Low Density Lipoproteins by Charles Day, published by Springer US on March 22, 2012, is a comprehensive resource that delves into the significance of low-density lipoproteins (LDL) in relation to atherosclerosis, a leading cause of death in developed countries. This edition, spanning 446 pages, aims to consolidate a wealth of research on LDL, providing a detailed overview of its structure, function, and metabolism, which are critical for understanding and potentially controlling atherosclerosis.
Readers will find a thorough compilation of published information on LDL up to 1975, supported by over 1,500 references. The book employs the A, B, C apolipoprotein classification system, which simplifies the categorization of apolipoproteins compared to other methods. This work focuses on the pathophysiological importance of LDL and the ongoing research efforts surrounding it, making it a valuable reference for those interested in the fields of biochemistry and life sciences.
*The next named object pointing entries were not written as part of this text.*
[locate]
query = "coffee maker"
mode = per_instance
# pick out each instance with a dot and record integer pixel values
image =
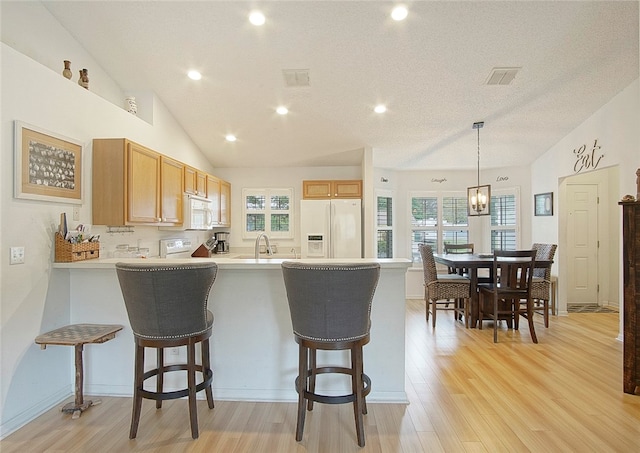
(222, 242)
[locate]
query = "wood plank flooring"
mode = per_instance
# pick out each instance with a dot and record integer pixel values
(466, 394)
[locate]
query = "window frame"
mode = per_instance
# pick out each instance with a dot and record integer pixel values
(391, 228)
(439, 227)
(517, 227)
(268, 211)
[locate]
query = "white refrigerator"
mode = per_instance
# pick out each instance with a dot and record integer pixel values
(331, 228)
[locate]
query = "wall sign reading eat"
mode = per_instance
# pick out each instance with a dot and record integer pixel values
(587, 160)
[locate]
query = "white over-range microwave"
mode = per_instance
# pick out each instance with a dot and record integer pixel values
(198, 213)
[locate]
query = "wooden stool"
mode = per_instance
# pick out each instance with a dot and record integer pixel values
(78, 335)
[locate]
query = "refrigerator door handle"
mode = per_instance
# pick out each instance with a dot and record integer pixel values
(332, 214)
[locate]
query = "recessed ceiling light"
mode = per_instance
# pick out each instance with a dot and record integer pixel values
(256, 18)
(194, 75)
(399, 13)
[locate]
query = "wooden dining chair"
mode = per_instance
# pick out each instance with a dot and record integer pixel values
(501, 300)
(541, 283)
(458, 248)
(441, 290)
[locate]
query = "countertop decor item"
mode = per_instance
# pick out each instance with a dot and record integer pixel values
(67, 69)
(130, 105)
(83, 81)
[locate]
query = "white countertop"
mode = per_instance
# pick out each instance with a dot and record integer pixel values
(231, 263)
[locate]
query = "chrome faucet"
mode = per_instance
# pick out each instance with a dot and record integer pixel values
(268, 245)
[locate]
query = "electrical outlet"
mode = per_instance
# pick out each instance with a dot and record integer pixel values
(17, 255)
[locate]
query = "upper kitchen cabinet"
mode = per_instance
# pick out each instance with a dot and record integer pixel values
(219, 192)
(172, 183)
(225, 203)
(195, 181)
(322, 189)
(128, 186)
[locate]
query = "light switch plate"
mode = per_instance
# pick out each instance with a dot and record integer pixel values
(17, 255)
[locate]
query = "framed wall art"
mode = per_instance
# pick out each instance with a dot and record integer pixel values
(48, 167)
(543, 203)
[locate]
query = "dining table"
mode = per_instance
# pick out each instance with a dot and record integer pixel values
(471, 263)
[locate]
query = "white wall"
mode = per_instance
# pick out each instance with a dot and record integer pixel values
(33, 380)
(615, 126)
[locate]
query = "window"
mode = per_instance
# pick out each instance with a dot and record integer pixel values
(455, 223)
(436, 219)
(504, 221)
(267, 211)
(384, 224)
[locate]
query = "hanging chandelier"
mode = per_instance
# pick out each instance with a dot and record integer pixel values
(479, 197)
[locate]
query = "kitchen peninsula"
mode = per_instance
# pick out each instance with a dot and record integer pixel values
(253, 351)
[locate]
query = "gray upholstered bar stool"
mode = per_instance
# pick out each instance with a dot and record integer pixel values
(167, 308)
(330, 307)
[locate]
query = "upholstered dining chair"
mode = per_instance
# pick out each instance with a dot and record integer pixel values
(541, 283)
(501, 300)
(440, 290)
(330, 307)
(167, 308)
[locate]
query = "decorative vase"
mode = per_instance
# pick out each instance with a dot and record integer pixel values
(67, 69)
(130, 105)
(83, 81)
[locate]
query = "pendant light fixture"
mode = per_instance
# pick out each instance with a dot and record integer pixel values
(479, 197)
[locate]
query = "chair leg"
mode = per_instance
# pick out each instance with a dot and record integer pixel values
(137, 386)
(495, 319)
(545, 304)
(191, 385)
(160, 376)
(467, 312)
(434, 309)
(359, 407)
(206, 365)
(532, 328)
(301, 387)
(312, 375)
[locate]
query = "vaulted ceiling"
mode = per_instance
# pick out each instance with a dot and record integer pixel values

Official synopsis Publisher
Low density lipoproteins (LDL) are pathophysiologically important be cause of their central role in the disease atherosclerosis and because atherosclerosis is the leading cause of death in developed countries. Many researchers believe that a more detailed knowledge of the struc ture, function, and metabolism of LDL may eventually lead to a means to control atherosclerosis. For this reason a fairly large research effort has gone into the investigation of LDL over the past few years. The purpose of this book is to collect and summarize in one place most of the pub lished information on LDL through 1975. To this end more than 1500 references are cited in the papers that make up this volume. The A, B, C apolipoprotein classification system was adopted for use throughout this work. In addition to the A, B, C, and “D” families of apolipoproteins, apoE is used to designate the “arginine-rich” apolipo protein. This classification system is used because it is far less cumber some than other proposed classification schemes for apolipoproteins.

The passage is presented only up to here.